Dois minutos de silêncio

Interpol, “Iron City”, in https://www.youtube.com/watch?v=wzCMFpzbywg

Dois, os minutos de silêncio. Não apenas um, como ficou estabelecido quando, por luto, se homenageia um falecido. E dois minutos podem ser escassos: prolongue-se o silêncio, estes lugares são gongóricos pelas vozes ruidosas e abundantes, e o ruído é sempre poluição. Um anticlímax despoético.

Por que não se instituem horas certas para o silêncio? Porque devemos ser contra as obrigações que derivam de lei; porque é preciso toda a oposição à desarte estatal que se insinua entre os ossos e se infiltra nos poros. Os minutos de silêncio não precisam de convenção que se imponha aos relógios das pessoas. Seria suficiente que as pessoas aderissem espontaneamente, quando lhes aprouvesse. Podia ser que se desse o efeito de contágio: a pessoa ao meu lado, mergulhada nos seus dois minutos de silêncio, seria o mote para eu aplicar os meus dois minutos de silêncio diários.
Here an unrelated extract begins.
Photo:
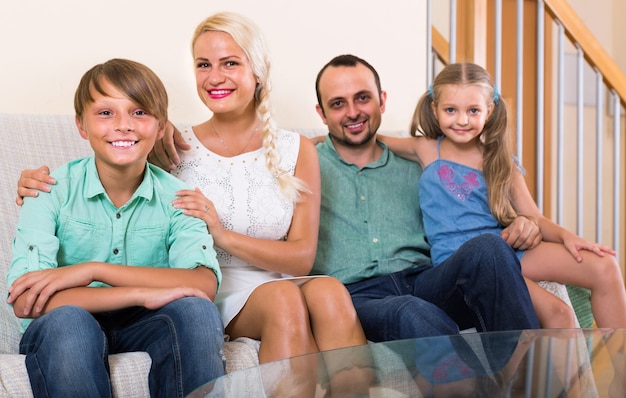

Seria o silêncio sem ser um luto por alguém desvivido. O silêncio como terapia. As pessoas falam de mais. É só andar nos transportes públicos e nem precisa de ser hora de ponta. Parece que têm medo do silêncio. Os mais otimistas advertem que a fala contínua é um sinal de que somos gregários. Precisamos de comunicar para fazer jus à condição gregária. Estarmos presentes e armadilhados de silêncio é mal visto pelas pessoas dominantes.

O silêncio deve ser receitado por médicos e outros engenheiros sociais com competência para as lides em coletividade. As pessoas têm de aprender a ouvir-se. O que não é compatível com o ruído exterior, nem com o ruído interior debitado pelas suas muito audíveis vozes. Não seremos uma espécie condenada à extinção se dedicarmos alguns minutos por dia ao silêncio profundo.

O silêncio, nos seus dois minutos higiénicos ou na duração que as pessoas quiserem, não é uma fuga interior nem uma agressão composta pela recusa em falar. Quem não quer falar tem direito ao seu tempo de silêncio. Sem serem necessárias sinaléticas exteriores que substituam a fala como sinal de comunicação. 

O silêncio também é comunicação. Comunicação poética.